I have to perform a cluster analysis on a big amount of data. 我必须对大量数据执行聚类分析。 Since I have a lot of missing values I made a correlation matrix. 由于我有很多缺失值，因此我建立了一个相关矩阵。

corloads = cor(df1[,2:185], use = "pairwise.complete.obs")

Now I have problems how to go on. 现在我有问题如何继续。 I read a lot of articles and examples, but nothing really works for me. 我读了很多文章和示例，但对我来说真的没有用。 How can I find out how many clusters are good for me? 如何找出对我有好处的集群？

I already tried this: 我已经尝试过了：

dissimilarity = 1 - corloads
distance = as.dist(dissimilarity) 

plot(hclust(distance), main="Dissimilarity = 1 - Correlation", xlab="")

I got a plot, but its very messy and I dont know how to read it and how to go on. 我得到了一个情节，但是它非常混乱，我不知道该如何阅读以及如何进行。 It looks like this: 看起来像这样：

Any idea how to improve it? 知道如何改善吗？ And what can I actually get out of it? 我到底能从中得到什么呢？

I also wanted to create a Screeplot. 我还想创建一个Screeplot。 I read that there will be a curve where you can see how many clusters are correct. 我读到会有一条曲线，您可以在其中看到多少个正确的聚类。

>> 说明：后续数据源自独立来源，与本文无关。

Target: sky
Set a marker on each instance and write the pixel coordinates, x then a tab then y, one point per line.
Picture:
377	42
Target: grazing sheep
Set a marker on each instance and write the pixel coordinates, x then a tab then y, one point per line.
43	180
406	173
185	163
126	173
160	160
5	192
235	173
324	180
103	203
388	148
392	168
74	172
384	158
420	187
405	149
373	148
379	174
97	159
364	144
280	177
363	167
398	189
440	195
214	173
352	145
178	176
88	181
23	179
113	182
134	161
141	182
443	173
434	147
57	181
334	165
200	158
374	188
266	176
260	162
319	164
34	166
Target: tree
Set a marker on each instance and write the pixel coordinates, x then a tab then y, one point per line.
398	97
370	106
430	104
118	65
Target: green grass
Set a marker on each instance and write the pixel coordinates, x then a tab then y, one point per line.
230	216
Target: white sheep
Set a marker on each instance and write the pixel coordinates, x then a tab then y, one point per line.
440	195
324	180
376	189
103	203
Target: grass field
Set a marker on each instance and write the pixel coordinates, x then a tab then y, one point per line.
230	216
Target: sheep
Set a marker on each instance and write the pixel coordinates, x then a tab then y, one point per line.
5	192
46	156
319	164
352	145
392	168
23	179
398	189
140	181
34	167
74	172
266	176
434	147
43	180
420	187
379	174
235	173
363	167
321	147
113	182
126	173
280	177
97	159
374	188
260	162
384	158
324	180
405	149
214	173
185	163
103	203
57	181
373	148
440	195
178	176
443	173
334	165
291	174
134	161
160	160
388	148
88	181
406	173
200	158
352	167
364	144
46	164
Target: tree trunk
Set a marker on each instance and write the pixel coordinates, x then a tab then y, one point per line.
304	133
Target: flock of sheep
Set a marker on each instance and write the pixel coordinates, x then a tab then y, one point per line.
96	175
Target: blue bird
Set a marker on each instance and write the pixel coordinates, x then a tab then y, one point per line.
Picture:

I also performed a cluster analysis and choose 2-20 Clusters, but the results are so long, I have no idea how to handle it and what things are important to look on. 我还进行了聚类分析，并选择了2-20个聚类，但是结果是如此之长，我不知道如何处理以及看什么很重要。

Answer 1

To determine the "optimal number of clusters" several methods are available, despite it is a controversy theme. 为了确定“最佳簇数”，尽管有争议，但仍可以使用几种方法。

The kgs is helpful to get the optimal number of clusters. kgs有助于获得最佳的群集数量。

Following your code one would do: 按照您的代码可以：

clus <- hclust(distance)
op_k <- kgs(clus, distance, maxclus = 20)
plot (names (op_k), op_k, xlab="# clusters", ylab="penalty")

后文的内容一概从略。